Googling "Military-Grade" tells us that the phrase is referring to AES-256. The headers to each page abbreviate to ECB, and the challenge title "You can see the penguin" probably refers to the ECB penguin as the prototypical example to showing the weakness to ECB encryption. So the encryption scheme is AES-256 in ECB mode. On the confirm page, there's a hidden input form of the AES encryption of the JSON object. We can confirm it's AES by sending a bunch of As as one of our inputs and seeing repetition in the ciphertext. This also told me that the key is fixed, and there is either a fixed IV or none at all, since it doesn't change on multiple attempts.

Even though we can generate as much ciphertext with controlled plaintext, AES basically prevents us from recovering the key. Since we know what is being encrypted, a padding attack doesn't actually do us any good. The only thing we know is that we can determine is what 16 characters correspond to 16 bytes of cipher text. This is because ECB splits the plaintext into 16 byte blocks and encrypts each individually, with no seeding from other blocks.

Let's consider an example:

{"command1": "yourinput1", "command2": "yourinput2", "root": false}
0123456789abcdef0123456789abcdef0123456789abcdef0123456789abcdef0123456789abcdef

Every character within a 0-f block gets encrypted individually. This means we can isolate what plaintext gets encrypted, and replace the block with something that we know before we send it to the backend. The example below runs the flag command, but also isolates false} into it's own block!

{"command1": "flag", "command2": "abc", "root": false}
0123456789abcdef0123456789abcdef0123456789abcdef0123456789abcdef

We can get the ciphertext of the 4th block this object:

{"command1": "flag", "command2": "              true           }", "root": false}
0123456789abcdef0123456789abcdef0123456789abcdef0123456789abcdef0123456789abcdef...

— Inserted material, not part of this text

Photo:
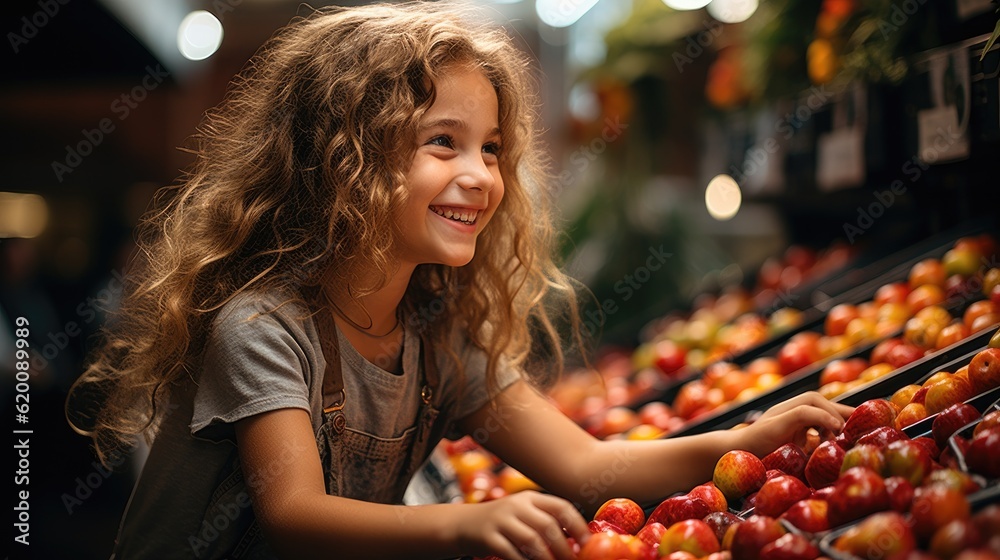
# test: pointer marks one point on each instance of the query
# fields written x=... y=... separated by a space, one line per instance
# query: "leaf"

Now, we have the corresponding ciphertext to true }. On the confirm page, when you hit submit it makes a POST request with the ciphertext. We can use the Burp Proxy browser to intercept this request, and modify the ciphertext as we see fit.

We can first get the ciphertext to:

{"command1": "flag", "command2": "abc", "root": false}
0123456789abcdef0123456789abcdef0123456789abcdef0123456789abcdef

and replace the 4th block with the one we made earlier to build the ciphertext corresponding to this object:

{"command1": "flag", "command2": "abc", "root": true           }
0123456789abcdef0123456789abcdef0123456789abcdef0123456789abcdef

My original approach tried to replace the entire "root": false with "root": true. Double quotes and slashes get escaped, and encrypted with the added slashes, so I kept running in circles. The approach described above should work, but I came up with it just slightly after the deadline... oh well!